Todas essas vivências e experiências do brincar antecedem e preparam a criança para a entrada no ensino formal. Por mais que se afirme que a proposta atual dos anos iniciais considere a dimensão lúdica da infância, permanece a expectativa familiar e social em relação à aprendizagem da lecto-escrita já no primeiro ano. A criança, mesmo com cinco ou seis anos de idade, passa a ter que responder à lógica do desempenho e a ludicidade própria da infância perde espaço. A ideia de que é preciso lotar as crianças de atividades produtivas, desconsidera justamente o fato de que é brincando de ser adulto – e não sendo ou parecendo ser adulto antes do tempo – que as crianças se preparam para a vida. Não devemos nos apressar em fazê-las responder às exigências que regulam a vida adulta, o que não quer dizer nos livrarmos da incumbência de lhes transmitir valores básicos para o viver em sociedade.

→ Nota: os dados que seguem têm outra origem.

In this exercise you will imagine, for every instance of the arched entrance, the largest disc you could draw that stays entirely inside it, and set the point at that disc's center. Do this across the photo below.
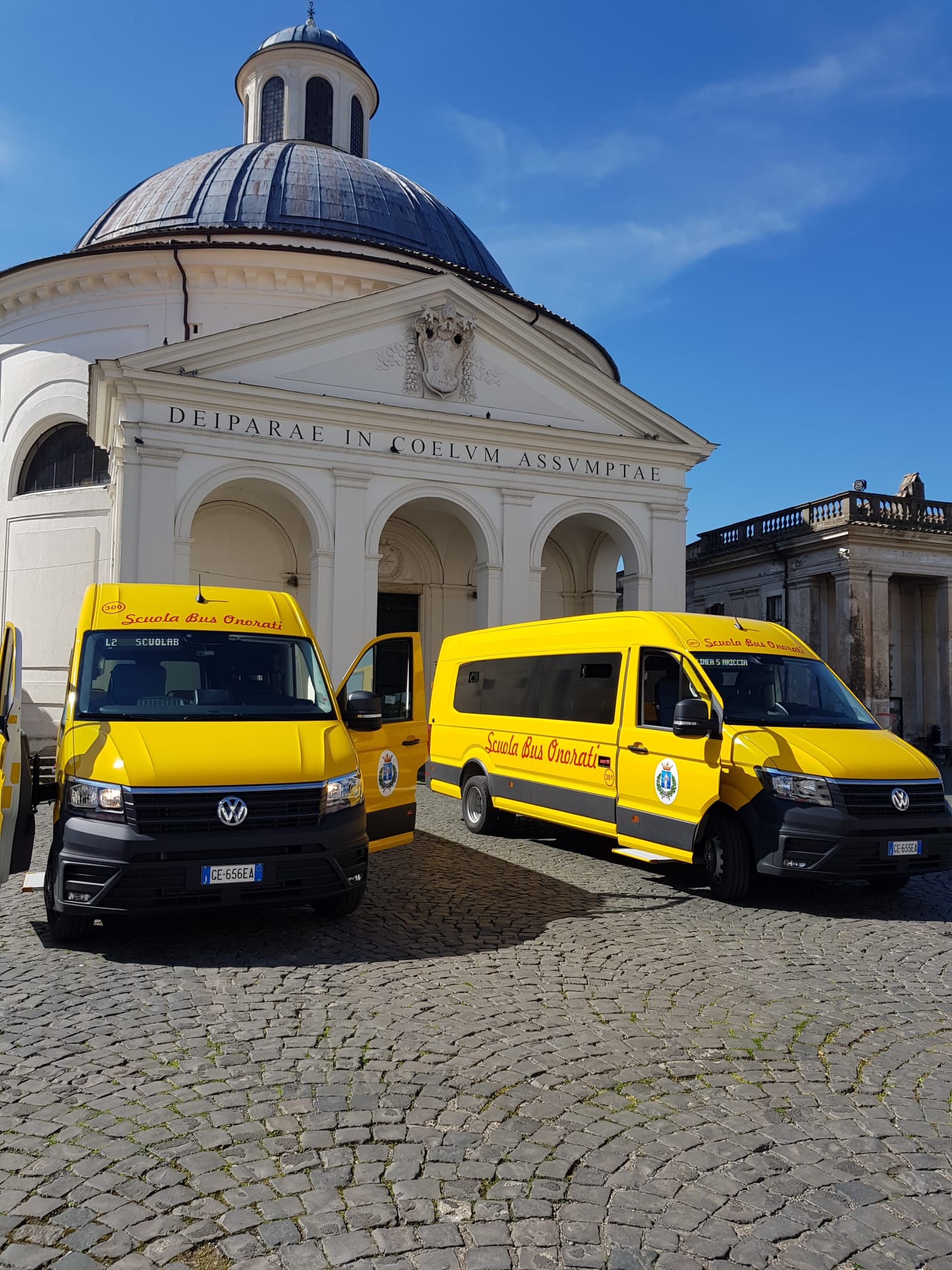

*Psicanalista, membro da Associação Psicanalítica de Porto Alegre (APPOA), psicóloga da Secretaria de Saúde de Novo Hamburgo, onde desenvolve atividades clínicas no Centro de Atenção Psicossocial para Infância e Adolescência (CAPSi), assessoria técnica da Smed e do Programa Amigos do Bebê; e supervisora clínico-institucional do CAPSi do Grupo Hospitar Conceição, em Porto Alegre.